Is Killing Messages causing a problem? This is LONG, sorry

This topic has 4 replies, 4 voices, and was last updated 19 years, 8 months ago by David Burks.

Creator

Topic
October 20, 2005 at 5:25 pm #48096
Sallie Turner
Participant
We are running Cloverleaf v. 5.3 on HP Unix and have four working sites on the same box. We have been having problems with one site where it is running fine, then it starts dumping certain messages to the error database and then it basically stops working and has to be killed and cleaned up to get it back working. We have suffered with this for about the past two weeks and are under a support contract with a vendor who cannot resolve our problem. I have a theory as to what is going on but I need some guidance from someone who understands Cloverleaf under the covers.

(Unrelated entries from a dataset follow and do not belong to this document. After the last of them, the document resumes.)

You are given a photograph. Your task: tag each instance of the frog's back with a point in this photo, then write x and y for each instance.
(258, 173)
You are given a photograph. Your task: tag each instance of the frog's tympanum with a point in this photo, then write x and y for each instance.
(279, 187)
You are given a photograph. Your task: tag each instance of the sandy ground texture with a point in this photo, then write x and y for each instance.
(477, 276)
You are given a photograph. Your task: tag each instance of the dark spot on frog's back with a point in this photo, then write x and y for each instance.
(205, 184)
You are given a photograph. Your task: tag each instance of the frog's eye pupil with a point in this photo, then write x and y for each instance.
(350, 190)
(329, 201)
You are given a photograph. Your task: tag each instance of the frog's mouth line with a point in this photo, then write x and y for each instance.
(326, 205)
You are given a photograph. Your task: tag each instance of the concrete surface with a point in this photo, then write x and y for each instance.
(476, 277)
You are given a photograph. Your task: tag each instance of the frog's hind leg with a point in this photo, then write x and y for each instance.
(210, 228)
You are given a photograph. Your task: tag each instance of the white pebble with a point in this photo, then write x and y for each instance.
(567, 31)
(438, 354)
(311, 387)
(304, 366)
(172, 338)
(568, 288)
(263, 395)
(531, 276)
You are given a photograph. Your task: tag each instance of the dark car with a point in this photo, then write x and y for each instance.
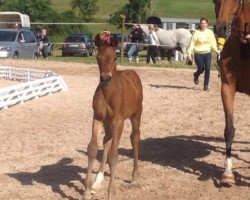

Here is the sequence of events:

Start site – all works fine

About a day passes, then Orders and Cancel Orders start going to the error db. All processes on the site start logging database errors.

Nothing will shut down nicely at this point. Kill everything, clean up, restart and all is fine.

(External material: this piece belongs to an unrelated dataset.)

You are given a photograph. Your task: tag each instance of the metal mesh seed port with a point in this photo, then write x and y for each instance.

The messages that go to the error database show a tcl callout error. The thread that does the routing shows this in the error log:

10/09/2005 20:24:31 [msi :msi :ERR /0: sendafile] msiSectionLock: Can’t lock semaphore for thread sendafile: Too many open files

10/09/2005 20:24:31 [msi :msi :ERR /0: sendafile] msiExportStats: Can’t lock data section for thread sendafile

Our Unix admin has looked at the box and noticed that there are a lot of kill processes popping in and out all the time.

On this site, we use a tcl proc that reads in messages and either continues them or kills them depending on contents. We also use hcitpsmsgkill and kill_ob_save on the outbound threads on that site.

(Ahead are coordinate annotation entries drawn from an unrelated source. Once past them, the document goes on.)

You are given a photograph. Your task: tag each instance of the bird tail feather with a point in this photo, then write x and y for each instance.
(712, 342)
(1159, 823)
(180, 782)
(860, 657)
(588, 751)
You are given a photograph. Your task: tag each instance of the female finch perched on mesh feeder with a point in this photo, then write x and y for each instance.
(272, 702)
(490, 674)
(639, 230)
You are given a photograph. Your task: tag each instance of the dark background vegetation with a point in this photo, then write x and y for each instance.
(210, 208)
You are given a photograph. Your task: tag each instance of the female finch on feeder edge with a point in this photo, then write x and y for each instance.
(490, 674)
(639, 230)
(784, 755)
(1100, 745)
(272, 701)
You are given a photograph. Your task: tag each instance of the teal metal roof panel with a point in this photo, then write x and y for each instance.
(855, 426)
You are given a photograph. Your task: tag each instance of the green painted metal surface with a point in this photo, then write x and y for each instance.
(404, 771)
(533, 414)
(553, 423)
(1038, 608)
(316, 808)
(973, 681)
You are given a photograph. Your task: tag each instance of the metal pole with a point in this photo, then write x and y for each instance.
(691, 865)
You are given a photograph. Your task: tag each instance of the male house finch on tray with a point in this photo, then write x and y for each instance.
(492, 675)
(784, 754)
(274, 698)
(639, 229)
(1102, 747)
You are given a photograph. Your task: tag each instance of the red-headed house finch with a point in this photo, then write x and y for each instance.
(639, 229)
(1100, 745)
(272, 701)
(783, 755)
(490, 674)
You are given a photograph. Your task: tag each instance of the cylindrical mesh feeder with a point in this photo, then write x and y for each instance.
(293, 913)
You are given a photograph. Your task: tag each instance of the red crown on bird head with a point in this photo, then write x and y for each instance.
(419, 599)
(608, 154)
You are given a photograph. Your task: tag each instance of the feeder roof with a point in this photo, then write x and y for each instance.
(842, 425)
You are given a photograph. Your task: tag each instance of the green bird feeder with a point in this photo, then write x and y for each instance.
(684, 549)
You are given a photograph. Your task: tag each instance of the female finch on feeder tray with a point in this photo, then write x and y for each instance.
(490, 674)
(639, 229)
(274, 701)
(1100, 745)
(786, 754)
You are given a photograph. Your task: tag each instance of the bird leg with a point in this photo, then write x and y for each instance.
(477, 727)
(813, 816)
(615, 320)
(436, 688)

So, here is the question (finally 🙂 )

Does executing all these kills somehow “use up” all available semaphores on a site level? This is what appears to be happening. About 33,000 messages come in to the site daily. There are three processes running and 8 threads.

Any insight would be greatly appreciated.
Creator

Topic

Viewing 3 reply threads

Author

Replies
- October 20, 2005 at 7:31 pm #57618
  Anonymous
  Participant
  This may be off the mark (I’m not intimate with HPUX), but I’m just keying on the verbage, “too many open files”. Is it possible that the tcl code does a file open, but never closes the file?
- October 24, 2005 at 9:03 pm #57619
  Kathy Zwilling
  Participant
  This isn’t going to be alot of specific information but I am hoping it is enough to help some.
  
  We have had a couple of times, since we started with Cloverleaf, where we had similar messages and basically the Unix admin had to increase the # of open files possible in the Kernel parameters. I can’t tell you the specific parameters he changed but maybe your system admin will have an idea. If you look at the kernel parameter settings specified in the Cloverleaf installation documentation maybe that would help.
  
  Good luck!
- October 25, 2005 at 6:14 pm #57620
  Sallie Turner
  Participant
  I don’t believe that it was the Unix OS, as I was running Glance for about 24 hours before the problem occurred and when the site crashed it showed:
  
  Available Used Utilization High %
  
  nproc 2054 168 8 9
  
  nfile 16394 2146 13 39
  
  shmmni 1024 21 2 2
  
  msgmni 50 2 4 4
  
  semmni 4096 145 4 4
  
  nflocks 4096 23 1 1
  
  npty 1024 0 0 0
  
  nbuf na 59262 na na
- November 2, 2005 at 9:19 pm #57621
  David Burks
  Participant
  ~~Quote:~~
  
  On this site, we use a tcl proc that reads in messages and either continues them or kills them depending on contents. We also use hcitpsmsgkill and kill_ob_save on the outbound threads on that site.
  
  So, here is the question (finally )
  
  Does executing all these kills somehow “use up” all available semaphores on a site level?
  
  To address this part of your post: hcitpsmsgkill acts upon a message, not a file and thus would have no impact on open file handles or semaphores.
  
  kill_ob_save only handles housekeeping of getting rid of a saved state14 message and clearing a memory variable. Again, not an action that should be related to the errors you mention. These items should not spawn processes that need killing and therefore should not be related to the kill processes noted by your unix admin.
  
  Your error referenced here mentions thread sendafile. Is it always this thread? If so look closer at that thread and any tcl code associated with it for possible leaks.
  
  You might also turn the engine output for the associated thread/process up to enable_all and see if you get more information about what is happening leading up to the panic. Be sure you have auto log cycling turned on as log will grow substantially.
Author

Replies

Viewing 3 reply threads

The forum ‘Cloverleaf’ is closed to new topics and replies.